Quelle que soit sa souplesse adaptative, le capitalisme n’évolue que sous l’empire de la nécessité. Il innove mais ne se force pas à l’innovation tant que les processus techniques et sociaux anciens et les stratégies politiques antérieures semblent encore efficaces. Or, jusqu’ici, les dirigeants soignent la crise avec les remèdes qui l’ont créée : à un excès de crédit, ils ajoutent du crédit. Si les banques utilisent la garantie étatique, elles accroîtront la dette qu’il s’agit de réduire. L’Etat fait pour toute l’économie ce qui est arrivé avec les subprimes : impulser l’économie (et la demande) avec un argent que l’on n’a pas. L’Etat risque ainsi d’entrer pour toute la société dans le rôle qu’ont joué les banques auprès des particuliers. Certes, les mécanismes régulateurs sont beaucoup plus présents et actifs qu’en 1930 : mais ni la société ni la politique ne sont des techniques de contrôle.
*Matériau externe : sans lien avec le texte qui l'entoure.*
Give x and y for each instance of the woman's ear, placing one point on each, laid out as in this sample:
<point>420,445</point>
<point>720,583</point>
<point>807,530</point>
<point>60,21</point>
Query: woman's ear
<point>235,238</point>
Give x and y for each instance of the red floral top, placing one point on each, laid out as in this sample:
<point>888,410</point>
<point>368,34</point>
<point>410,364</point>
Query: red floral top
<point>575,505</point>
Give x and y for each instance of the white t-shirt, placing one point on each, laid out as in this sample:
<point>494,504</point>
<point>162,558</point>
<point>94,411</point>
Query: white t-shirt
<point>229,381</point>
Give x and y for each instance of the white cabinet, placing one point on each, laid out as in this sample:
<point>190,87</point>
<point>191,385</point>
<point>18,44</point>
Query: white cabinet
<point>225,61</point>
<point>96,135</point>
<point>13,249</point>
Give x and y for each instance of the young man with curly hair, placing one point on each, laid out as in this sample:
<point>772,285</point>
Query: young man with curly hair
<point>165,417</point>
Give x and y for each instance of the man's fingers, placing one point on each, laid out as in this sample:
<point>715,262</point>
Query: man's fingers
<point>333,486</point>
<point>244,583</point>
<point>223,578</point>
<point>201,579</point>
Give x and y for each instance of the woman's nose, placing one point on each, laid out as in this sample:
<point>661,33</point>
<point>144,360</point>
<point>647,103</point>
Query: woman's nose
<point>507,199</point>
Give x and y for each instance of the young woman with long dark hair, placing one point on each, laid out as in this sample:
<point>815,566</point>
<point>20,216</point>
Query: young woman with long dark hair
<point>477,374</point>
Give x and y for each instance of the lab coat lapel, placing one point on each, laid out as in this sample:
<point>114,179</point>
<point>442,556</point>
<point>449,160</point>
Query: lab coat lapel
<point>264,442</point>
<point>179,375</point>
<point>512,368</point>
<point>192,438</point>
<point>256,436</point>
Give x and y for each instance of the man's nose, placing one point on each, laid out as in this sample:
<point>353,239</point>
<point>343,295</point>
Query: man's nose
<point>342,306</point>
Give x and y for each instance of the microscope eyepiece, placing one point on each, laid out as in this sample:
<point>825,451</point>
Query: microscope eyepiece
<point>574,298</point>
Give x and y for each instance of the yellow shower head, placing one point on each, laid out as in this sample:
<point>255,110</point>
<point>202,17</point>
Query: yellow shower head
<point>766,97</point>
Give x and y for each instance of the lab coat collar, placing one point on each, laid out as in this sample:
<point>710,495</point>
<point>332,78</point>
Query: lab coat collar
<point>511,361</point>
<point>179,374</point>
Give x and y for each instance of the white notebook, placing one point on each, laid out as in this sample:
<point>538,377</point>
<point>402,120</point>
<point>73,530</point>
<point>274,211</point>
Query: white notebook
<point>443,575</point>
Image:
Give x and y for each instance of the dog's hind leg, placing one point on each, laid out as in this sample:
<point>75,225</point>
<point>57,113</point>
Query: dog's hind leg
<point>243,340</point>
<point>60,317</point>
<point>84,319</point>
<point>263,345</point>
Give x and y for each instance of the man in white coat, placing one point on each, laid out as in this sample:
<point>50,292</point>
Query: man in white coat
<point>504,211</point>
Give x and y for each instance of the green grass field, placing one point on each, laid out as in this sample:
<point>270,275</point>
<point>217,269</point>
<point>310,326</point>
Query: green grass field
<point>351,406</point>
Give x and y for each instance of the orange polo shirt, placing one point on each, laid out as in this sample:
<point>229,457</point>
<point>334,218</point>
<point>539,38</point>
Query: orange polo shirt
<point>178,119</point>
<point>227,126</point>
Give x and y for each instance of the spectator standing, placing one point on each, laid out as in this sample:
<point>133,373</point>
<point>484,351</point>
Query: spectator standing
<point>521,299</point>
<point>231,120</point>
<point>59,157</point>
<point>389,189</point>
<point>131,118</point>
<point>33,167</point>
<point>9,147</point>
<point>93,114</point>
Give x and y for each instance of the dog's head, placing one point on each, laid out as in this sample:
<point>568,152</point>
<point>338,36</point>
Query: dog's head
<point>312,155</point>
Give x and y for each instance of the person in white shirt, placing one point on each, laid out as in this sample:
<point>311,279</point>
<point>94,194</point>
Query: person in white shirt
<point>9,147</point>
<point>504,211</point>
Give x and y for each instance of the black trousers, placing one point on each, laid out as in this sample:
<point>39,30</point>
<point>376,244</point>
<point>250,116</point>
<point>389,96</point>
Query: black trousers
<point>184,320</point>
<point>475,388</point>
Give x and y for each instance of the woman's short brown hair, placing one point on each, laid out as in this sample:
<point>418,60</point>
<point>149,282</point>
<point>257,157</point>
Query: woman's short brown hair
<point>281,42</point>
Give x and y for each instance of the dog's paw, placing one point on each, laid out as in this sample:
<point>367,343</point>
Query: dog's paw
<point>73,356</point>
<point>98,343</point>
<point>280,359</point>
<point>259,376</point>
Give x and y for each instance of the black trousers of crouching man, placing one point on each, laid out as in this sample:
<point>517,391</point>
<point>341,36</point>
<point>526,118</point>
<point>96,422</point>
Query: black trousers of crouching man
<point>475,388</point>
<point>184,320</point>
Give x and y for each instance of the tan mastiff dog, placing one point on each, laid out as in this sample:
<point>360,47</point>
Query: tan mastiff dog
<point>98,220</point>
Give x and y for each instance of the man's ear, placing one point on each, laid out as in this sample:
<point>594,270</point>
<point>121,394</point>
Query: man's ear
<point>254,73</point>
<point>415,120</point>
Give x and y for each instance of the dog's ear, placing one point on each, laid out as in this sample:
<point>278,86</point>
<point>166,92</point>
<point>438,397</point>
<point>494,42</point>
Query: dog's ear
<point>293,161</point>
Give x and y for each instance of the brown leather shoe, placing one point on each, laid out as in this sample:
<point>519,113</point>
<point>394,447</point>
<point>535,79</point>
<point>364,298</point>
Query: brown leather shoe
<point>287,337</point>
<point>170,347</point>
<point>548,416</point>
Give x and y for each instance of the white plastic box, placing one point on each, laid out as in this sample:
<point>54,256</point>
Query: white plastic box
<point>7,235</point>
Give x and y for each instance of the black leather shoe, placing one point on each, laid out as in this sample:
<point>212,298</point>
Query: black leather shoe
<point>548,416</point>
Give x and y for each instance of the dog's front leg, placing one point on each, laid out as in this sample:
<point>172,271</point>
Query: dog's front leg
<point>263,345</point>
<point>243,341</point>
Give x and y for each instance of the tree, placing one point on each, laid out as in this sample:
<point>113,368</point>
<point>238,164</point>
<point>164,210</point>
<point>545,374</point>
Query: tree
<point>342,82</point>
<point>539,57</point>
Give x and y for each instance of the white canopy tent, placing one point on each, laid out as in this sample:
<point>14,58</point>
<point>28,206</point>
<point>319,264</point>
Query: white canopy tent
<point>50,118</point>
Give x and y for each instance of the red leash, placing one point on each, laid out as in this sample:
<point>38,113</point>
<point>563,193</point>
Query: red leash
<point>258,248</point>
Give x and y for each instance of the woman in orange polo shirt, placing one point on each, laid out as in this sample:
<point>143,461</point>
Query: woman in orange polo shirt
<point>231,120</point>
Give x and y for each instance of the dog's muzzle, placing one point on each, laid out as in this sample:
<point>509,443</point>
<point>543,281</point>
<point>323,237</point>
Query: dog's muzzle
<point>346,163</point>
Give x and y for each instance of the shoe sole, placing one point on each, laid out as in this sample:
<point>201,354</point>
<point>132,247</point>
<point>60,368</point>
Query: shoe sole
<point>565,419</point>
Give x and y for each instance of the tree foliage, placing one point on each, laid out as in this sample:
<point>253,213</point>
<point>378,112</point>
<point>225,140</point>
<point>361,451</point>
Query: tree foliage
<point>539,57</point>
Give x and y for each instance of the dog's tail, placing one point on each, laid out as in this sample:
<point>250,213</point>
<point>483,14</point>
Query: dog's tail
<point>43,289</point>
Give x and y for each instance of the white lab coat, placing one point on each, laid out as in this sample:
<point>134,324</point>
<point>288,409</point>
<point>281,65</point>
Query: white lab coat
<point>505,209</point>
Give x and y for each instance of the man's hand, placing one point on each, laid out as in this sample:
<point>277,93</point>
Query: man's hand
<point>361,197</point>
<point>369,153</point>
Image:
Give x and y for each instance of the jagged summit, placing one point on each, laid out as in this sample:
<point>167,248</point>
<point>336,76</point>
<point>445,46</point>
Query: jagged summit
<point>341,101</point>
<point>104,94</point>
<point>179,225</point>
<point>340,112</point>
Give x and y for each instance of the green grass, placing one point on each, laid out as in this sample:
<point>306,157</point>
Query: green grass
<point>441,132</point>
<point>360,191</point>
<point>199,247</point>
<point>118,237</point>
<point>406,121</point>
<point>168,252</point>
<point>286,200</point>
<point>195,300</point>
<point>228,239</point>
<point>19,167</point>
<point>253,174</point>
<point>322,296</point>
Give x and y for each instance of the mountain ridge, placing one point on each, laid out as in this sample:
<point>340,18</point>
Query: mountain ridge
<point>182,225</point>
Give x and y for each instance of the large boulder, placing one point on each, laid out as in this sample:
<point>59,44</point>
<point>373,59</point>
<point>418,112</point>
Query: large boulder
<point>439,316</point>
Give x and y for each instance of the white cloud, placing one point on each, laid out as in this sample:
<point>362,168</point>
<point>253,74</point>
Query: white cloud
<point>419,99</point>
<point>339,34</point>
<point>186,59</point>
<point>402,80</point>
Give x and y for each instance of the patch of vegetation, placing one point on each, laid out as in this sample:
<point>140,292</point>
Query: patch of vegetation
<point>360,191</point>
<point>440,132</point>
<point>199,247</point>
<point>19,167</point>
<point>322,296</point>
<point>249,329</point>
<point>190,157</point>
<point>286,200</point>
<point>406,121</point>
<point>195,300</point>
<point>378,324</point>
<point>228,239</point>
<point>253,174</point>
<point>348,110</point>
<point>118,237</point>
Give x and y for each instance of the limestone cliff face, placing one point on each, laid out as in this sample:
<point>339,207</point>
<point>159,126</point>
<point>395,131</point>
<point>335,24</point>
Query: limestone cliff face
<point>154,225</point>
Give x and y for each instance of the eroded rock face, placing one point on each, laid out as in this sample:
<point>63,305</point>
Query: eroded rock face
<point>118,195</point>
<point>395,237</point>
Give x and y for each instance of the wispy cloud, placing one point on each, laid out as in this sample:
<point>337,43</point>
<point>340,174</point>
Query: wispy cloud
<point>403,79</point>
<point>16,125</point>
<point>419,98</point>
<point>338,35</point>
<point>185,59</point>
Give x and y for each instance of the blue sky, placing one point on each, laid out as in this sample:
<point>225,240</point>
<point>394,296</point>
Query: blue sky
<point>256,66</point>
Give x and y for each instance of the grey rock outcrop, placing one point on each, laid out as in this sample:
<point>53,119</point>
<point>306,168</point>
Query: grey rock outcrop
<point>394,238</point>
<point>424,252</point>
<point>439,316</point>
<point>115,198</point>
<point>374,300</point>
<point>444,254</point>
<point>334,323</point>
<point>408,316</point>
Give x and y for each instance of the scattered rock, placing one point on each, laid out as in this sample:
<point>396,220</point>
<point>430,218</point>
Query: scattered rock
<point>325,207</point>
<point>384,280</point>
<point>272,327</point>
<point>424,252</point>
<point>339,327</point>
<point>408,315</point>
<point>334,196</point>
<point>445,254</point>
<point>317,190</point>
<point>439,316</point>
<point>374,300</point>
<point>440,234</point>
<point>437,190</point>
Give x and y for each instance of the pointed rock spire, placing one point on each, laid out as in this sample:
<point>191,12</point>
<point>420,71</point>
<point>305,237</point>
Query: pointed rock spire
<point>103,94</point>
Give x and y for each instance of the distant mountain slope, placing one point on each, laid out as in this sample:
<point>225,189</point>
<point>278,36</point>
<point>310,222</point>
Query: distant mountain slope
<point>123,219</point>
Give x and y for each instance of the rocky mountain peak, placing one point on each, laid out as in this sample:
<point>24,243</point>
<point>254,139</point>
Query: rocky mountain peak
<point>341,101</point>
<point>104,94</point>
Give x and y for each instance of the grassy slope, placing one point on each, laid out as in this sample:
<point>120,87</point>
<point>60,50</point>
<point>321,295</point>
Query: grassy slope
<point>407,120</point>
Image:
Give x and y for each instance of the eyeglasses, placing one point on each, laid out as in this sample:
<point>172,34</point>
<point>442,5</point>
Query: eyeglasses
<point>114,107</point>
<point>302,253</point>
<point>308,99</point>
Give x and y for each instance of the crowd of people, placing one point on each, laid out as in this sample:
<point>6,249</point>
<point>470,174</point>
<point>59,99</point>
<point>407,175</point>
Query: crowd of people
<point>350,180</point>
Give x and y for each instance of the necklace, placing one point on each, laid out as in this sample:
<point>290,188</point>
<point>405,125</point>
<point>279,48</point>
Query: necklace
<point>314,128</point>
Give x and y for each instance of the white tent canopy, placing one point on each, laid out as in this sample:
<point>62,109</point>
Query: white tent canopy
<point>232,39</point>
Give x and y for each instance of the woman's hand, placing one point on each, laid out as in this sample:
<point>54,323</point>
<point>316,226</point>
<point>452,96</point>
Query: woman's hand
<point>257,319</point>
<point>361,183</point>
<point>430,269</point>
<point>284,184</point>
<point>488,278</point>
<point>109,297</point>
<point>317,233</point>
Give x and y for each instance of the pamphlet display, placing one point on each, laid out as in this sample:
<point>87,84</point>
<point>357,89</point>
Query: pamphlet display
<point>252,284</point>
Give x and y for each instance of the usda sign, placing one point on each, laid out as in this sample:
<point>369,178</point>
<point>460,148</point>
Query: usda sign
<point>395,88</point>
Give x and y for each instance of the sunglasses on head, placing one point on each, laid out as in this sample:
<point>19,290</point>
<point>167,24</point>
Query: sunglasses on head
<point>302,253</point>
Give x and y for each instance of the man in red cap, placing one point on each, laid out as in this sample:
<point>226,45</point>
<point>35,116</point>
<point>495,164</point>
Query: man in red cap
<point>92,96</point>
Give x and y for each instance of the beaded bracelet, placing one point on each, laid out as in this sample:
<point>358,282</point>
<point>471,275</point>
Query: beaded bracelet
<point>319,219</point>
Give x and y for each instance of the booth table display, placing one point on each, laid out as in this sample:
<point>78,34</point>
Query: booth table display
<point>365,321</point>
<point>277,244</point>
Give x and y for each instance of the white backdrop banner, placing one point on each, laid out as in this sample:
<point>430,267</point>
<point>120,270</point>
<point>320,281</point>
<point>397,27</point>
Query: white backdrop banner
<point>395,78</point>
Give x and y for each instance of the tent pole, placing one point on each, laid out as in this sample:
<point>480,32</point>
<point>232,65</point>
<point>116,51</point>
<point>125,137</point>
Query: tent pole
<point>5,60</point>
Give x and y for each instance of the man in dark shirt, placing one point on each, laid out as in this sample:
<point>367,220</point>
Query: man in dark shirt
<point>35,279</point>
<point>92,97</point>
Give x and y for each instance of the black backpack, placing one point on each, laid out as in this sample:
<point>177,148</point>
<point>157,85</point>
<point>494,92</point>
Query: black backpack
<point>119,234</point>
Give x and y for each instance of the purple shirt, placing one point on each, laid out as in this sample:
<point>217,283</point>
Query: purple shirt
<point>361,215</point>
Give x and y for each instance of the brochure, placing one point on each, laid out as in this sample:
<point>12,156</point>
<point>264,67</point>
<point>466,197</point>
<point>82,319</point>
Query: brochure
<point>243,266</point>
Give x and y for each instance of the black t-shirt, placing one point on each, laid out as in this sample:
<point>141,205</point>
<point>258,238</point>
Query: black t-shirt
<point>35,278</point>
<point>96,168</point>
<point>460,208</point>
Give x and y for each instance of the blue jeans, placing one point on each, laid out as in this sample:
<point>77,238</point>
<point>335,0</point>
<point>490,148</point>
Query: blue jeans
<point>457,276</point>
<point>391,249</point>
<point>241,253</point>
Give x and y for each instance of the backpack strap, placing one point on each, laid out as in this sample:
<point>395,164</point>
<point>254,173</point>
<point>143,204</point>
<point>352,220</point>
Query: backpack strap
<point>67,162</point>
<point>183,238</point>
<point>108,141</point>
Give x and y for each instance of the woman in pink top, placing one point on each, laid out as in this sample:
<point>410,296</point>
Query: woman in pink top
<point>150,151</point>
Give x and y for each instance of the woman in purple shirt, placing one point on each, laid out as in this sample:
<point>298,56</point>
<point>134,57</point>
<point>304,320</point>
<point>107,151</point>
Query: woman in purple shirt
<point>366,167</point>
L’équilibre des « 30 Glorieuses » s’était fait au prix d’une addition de faux frais environnementaux de plus en plus lourds, et d’une destruction de ressources humaines et naturelles nécessaires au capitalisme. Il lui faut donc s’engager vers une meilleure exploitation de ses bases matérielles, c’est-à-dire mieux à même de préserver sa perpétuation et les intérêts des dominants. Certes, un capitalisme « écologique » ou « à échelle humaine » est impossible : le capital vit sous l’aiguillon de la concurrence : même régulée, elle le force à l’accumulation, à la suraccumulation. Il n’est pas plus capable de planifier une croissance qu’une décroissance mondiale. Cela ne l’empêchera pas d’adapter par exemple bâtiments et moyens de transport (collectif et individuel) aux ressources existantes. Rien ne permet de dire comment le capitalisme s’y prendra, ni si ce qui est réalisable à l’échelle expérimentale sera applicable à des pays entiers. Il ne suffira pas de faire acheter des voitures comme la Logane par les classes moyennes d’Asie ou d’Europe de l’Est. Il n’a d’ailleurs jamais été question d’étendre à la planète entière le mode de vie des « riches » : quelques centaines de millions de Chinois ne consommeront pas comme on le font jusqu’ici les Français. Rien n’est définitif, et moins encore sous un système aussi plastique que le capitalisme. Non seulement le mode de vie « occidental » n’est pas généralisable à plusieurs milliards de Terriens, mais il devra se transformer profondément dans les pays où il triomphe depuis la fin de la guerre de 39-45. Après tout, le règne de la voiture individuelle, inimaginable en 1900, n’a qu’une cinquantaine d’années. Ni la société de consommation, ni l’obsolescence programmée (aggravée par la dite révolution informatique) ne vont s’arrêter. Cependant les formes changeront et, comme elles l’ont déjà fait plusieurs fois depuis la révolution industrielle, leur changement dépendra plus de rapports de force et de conflits sociaux que de facteurs techniques. Seule certitude, à moins qu’une révolution communiste ne vienne traiter le problème à sa façon, l’un des « défis capitalistes » contemporains sera de concilier obsolescence et économie d’énergie.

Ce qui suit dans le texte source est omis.